Abdel Nasser avait tout pour devenir un manager modèle au salaire confortable. Bon élève, formé aux États Unis, tout avait commencé de façon « sérieuse ». Sauf qu’il a en lui une fibre humoristique qu’il n’a cessé de cultiver depuis son plus jeune âge. Ce talent et l’attrait du show-biz ont eu raison de ses derniers bastions de résistance.

Sur les traces du grand Gad qu’il découvre à 15 ans lors d’un passage à Bruxelles et qu’il admire sans réserve, il vole à son tour vers le succès. Son premier stand-up « Se marier à tout prix » lui vaut une reconnaissance immédiate et l’encourage à « rancarder » son public pour une nouveau face à face comme un vieil ami avec qui on a envie de relancer la conversation sur les problèmes existentiels, les tracas quotidiens qui font la pluie et le beau temps, et puis les angoisses que l’on partage face à un avenir incertain et une actualité peu rassurante, a fortiori quand on est arabe !

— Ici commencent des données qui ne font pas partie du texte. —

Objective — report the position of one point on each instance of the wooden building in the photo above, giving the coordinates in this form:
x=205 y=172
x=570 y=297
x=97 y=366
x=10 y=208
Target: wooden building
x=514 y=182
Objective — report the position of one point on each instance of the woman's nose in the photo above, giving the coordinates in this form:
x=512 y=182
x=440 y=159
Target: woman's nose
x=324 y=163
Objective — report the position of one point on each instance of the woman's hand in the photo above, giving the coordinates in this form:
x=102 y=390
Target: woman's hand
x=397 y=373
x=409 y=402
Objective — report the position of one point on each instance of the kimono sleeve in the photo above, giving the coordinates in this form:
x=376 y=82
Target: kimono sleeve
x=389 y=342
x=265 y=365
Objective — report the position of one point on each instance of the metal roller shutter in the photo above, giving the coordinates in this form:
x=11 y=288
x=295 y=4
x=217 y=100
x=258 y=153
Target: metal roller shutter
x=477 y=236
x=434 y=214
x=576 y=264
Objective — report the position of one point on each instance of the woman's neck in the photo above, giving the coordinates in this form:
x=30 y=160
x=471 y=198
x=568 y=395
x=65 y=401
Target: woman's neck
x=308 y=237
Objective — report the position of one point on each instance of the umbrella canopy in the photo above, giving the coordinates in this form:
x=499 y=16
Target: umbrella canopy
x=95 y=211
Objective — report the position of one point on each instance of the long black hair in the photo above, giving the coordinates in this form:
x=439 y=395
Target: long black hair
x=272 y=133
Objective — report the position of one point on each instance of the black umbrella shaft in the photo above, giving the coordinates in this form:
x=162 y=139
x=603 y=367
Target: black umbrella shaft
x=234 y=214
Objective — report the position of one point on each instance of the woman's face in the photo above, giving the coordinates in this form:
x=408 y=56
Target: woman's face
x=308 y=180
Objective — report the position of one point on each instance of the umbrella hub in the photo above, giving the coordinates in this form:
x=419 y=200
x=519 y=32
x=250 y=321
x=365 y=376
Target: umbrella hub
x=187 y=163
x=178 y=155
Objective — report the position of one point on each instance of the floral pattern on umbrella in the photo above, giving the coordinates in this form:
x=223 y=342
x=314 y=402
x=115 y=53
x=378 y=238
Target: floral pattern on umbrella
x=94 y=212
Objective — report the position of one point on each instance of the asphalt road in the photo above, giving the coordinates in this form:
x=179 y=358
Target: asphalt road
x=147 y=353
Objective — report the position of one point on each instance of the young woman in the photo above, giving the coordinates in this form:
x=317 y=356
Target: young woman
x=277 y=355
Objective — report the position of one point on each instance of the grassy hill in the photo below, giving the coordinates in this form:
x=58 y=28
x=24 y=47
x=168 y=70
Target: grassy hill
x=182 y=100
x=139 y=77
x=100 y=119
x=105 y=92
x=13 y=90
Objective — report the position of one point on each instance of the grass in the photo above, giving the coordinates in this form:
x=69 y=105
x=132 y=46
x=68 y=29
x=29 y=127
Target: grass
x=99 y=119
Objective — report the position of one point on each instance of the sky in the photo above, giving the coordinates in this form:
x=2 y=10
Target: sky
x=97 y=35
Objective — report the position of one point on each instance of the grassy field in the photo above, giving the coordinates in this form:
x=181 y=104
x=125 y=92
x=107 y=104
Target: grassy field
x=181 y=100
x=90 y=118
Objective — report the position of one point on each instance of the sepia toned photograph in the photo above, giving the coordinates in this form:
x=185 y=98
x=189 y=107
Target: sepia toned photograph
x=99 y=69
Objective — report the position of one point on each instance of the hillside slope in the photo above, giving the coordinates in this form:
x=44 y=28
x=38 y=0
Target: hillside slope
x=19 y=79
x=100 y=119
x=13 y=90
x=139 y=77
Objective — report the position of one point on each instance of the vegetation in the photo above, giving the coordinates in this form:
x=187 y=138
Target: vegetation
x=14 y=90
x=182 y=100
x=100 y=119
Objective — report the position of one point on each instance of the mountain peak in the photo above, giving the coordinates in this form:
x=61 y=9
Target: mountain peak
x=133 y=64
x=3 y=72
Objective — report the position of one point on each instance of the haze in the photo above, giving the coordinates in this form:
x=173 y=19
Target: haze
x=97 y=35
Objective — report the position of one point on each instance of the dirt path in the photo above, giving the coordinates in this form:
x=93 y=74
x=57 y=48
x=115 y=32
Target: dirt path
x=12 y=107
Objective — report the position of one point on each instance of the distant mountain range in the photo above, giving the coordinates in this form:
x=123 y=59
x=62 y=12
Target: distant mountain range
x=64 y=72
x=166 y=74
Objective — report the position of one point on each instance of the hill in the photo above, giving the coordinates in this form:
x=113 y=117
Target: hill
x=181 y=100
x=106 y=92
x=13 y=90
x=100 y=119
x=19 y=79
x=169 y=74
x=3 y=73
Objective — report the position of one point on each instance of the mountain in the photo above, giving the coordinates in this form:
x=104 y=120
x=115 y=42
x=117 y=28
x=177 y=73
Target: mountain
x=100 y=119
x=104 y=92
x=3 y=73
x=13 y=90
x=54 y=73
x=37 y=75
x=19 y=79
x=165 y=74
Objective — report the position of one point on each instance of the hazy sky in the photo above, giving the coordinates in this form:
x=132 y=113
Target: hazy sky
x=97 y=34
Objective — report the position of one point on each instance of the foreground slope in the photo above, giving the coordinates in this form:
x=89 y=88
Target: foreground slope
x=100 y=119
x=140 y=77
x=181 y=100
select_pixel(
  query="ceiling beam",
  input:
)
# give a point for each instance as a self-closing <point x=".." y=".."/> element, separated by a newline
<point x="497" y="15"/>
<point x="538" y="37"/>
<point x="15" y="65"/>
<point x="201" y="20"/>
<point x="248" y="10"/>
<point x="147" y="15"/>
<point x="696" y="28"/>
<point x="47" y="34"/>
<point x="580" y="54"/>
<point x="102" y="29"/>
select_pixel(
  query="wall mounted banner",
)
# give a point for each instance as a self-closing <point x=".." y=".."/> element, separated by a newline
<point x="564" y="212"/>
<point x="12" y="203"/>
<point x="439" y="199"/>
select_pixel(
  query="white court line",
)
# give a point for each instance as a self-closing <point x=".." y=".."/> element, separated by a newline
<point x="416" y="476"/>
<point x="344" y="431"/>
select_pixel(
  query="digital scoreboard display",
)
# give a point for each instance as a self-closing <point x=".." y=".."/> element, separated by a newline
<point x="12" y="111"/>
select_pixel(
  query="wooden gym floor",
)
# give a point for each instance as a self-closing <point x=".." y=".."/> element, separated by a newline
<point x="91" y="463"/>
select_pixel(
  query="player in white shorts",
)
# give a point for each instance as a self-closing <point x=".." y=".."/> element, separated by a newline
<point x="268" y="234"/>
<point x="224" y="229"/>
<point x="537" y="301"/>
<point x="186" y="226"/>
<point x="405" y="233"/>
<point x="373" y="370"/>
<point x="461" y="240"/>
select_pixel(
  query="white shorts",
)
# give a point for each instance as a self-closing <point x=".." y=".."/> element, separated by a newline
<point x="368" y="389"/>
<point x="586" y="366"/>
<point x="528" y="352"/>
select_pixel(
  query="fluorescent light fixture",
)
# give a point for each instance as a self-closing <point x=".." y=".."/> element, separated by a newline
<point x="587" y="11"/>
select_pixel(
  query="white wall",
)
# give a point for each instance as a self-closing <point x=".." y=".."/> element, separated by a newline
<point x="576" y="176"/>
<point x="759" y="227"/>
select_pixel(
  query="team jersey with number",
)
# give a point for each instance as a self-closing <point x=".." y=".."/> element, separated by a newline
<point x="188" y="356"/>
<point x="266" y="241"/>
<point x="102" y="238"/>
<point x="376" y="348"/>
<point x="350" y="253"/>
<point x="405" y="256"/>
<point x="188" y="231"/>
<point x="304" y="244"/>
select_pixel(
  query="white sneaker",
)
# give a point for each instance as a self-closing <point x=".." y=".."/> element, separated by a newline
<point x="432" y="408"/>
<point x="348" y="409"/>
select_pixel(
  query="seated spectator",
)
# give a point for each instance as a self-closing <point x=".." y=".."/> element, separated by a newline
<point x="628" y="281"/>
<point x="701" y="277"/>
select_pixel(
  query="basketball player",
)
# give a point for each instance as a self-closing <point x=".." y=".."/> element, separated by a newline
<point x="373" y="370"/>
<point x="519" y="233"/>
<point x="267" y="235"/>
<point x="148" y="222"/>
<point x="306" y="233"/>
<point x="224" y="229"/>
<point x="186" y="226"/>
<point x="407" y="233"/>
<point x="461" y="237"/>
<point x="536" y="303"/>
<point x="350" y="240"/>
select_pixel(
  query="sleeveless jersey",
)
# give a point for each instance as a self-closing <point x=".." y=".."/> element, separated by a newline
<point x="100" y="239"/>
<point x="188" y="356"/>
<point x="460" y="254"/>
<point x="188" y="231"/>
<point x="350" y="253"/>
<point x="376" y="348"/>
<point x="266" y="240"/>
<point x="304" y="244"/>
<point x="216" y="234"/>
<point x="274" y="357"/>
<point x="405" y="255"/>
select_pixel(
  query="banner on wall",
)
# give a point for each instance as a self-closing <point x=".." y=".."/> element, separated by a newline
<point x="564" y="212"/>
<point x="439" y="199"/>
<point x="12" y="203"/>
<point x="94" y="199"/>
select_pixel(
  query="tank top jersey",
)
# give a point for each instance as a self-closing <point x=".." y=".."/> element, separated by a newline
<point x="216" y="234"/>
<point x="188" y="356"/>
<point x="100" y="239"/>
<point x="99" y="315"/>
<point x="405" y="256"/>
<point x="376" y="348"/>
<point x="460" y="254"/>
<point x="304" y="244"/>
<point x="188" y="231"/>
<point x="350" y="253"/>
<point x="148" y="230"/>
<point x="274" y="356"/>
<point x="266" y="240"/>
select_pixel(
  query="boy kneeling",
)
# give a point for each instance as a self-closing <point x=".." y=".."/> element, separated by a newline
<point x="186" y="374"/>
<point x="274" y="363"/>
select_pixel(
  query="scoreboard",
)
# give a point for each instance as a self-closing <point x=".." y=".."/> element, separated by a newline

« Retourne dans ton pays », découvert à l’Espace Magh, a d’emblée séduit un public déjà familier, attentif à son discours parsemé de boutades sur l’identité, l’intégrisme, l’interculturalité, le racisme... Et la difficulté à survivre dans un tel chaos, sauf à lui tordre le cou par le rire. Car on a beau être naturalisé, marcher sur des œufs et distribuer des sourires, aucune chance que votre chemin soit parsemé de roses quand on vous a donné un nom comme Abdelkodous !
BCBG, décontracté, Abdel Nasser joue de son art inné à aborder des questions épineuses et dérangeantes avec une autodérision et une légèreté de ton qui font mouche, suscitent la réflexion entre modernité et tradition, entre discours généralistes et anecdotes familiales. Ancré dans la réalité belge, son plaidoyer pour un dialogue impartial, où chaque mot pèse de son sens, marque des points sans sombrer dans l’apitoiement ni la confrontation.
Une occasion de rencontrer un artiste à l’humour sensible, hybride, où pointe une forme de détresse humaine, et qui maîtrise la scène avec un bagou et un souffle personnel qui n’a rien à envier aux plus grands.